Only one partial truncation on a file can be happening at any given
time.
Next, the file is marked (still in-memory only, for now)
FCMH_MDS_IN_PTRUNC
and the client is notified that this behavior is
taking place.
At this point, it is the client's responsibility to reissue this
SETATTR
operation in case of communication failure as the MDS provides
no guarantees yet that the operation will be recorded by a journal or
other persistent behavior tracker.
The client has not returned to the application yet and is just waiting
for notification from the MDS in his internal state machine.
Next, any leases currently granted to clients for bmaps included within or falling after the partial truncate file offset position (hereby referred to as the ptrunc position) are instructed to be released. The MDS then waits for clients to relinquish all said leases, waiting a maximum of the bmap timeout time in the case of unresponsive clients.

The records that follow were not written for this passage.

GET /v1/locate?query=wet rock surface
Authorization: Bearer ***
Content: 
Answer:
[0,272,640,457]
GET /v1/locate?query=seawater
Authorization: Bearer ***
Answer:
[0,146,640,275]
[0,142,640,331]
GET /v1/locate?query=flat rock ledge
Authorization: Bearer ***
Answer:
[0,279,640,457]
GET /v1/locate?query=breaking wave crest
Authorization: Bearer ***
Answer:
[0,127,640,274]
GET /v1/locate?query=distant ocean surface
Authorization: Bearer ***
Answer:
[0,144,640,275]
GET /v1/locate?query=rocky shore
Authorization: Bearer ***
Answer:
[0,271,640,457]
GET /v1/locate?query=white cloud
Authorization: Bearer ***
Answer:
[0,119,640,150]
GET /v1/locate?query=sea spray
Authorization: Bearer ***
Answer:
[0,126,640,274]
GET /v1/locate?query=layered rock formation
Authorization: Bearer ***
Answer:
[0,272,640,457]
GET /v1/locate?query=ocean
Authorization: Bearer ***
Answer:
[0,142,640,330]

The next action is determined depending on the value of the ptrunc position:
- if the ptrunc position falls cleanly between two bmaps, the following
actions are taken:
- bmaps after the ptrunc position are changed from
VALID
→GARBAGE
, written to the MDFS, and journaled; - the new file size is saved in the file's
sst_size
and is written to the MDFS without journaling; and
- bmaps after the ptrunc position are changed from
- the
FCMH_MDS_IN_PTRUNC
flag is cleared from the file
-
if the ptrunc position falls within a bmap, Update Scheduler work is queued to resolve the CRC recalculation for the affected sliver that must occur before processing can return to normal.
TODO: When the ptrunc position falls between slivers the MDS should be able to handle this case as in (1.) above
The residency states of all bmaps past the ptrunc position are changed from
VALID
→GARBAGE
and the residency state of the bmap where the ptrunc position lies is markedVALID
→TRUNCPNDG
.At earliest convenience (although of higher priority than any replication activity), a randomly selected
TRUNCPNDG
marked IOS is asked to perform the CRC recalculation. When one IOS replies success, the bmap is markedTRUNCPNDG
→VALID
and other replicas are markedTRUNCPNDG
→GARBAGE
.
At this point, the MDS issues BMAP_WAKE
notifications to the original
client as well as to any new clients that attempted SETATTR
or
BMAP_LEASE
requests since IN_PTRUNC
was set.
If a connection to the MDS is ever lost, the clients are themselves
responsible for reestablishing and reissuing requests.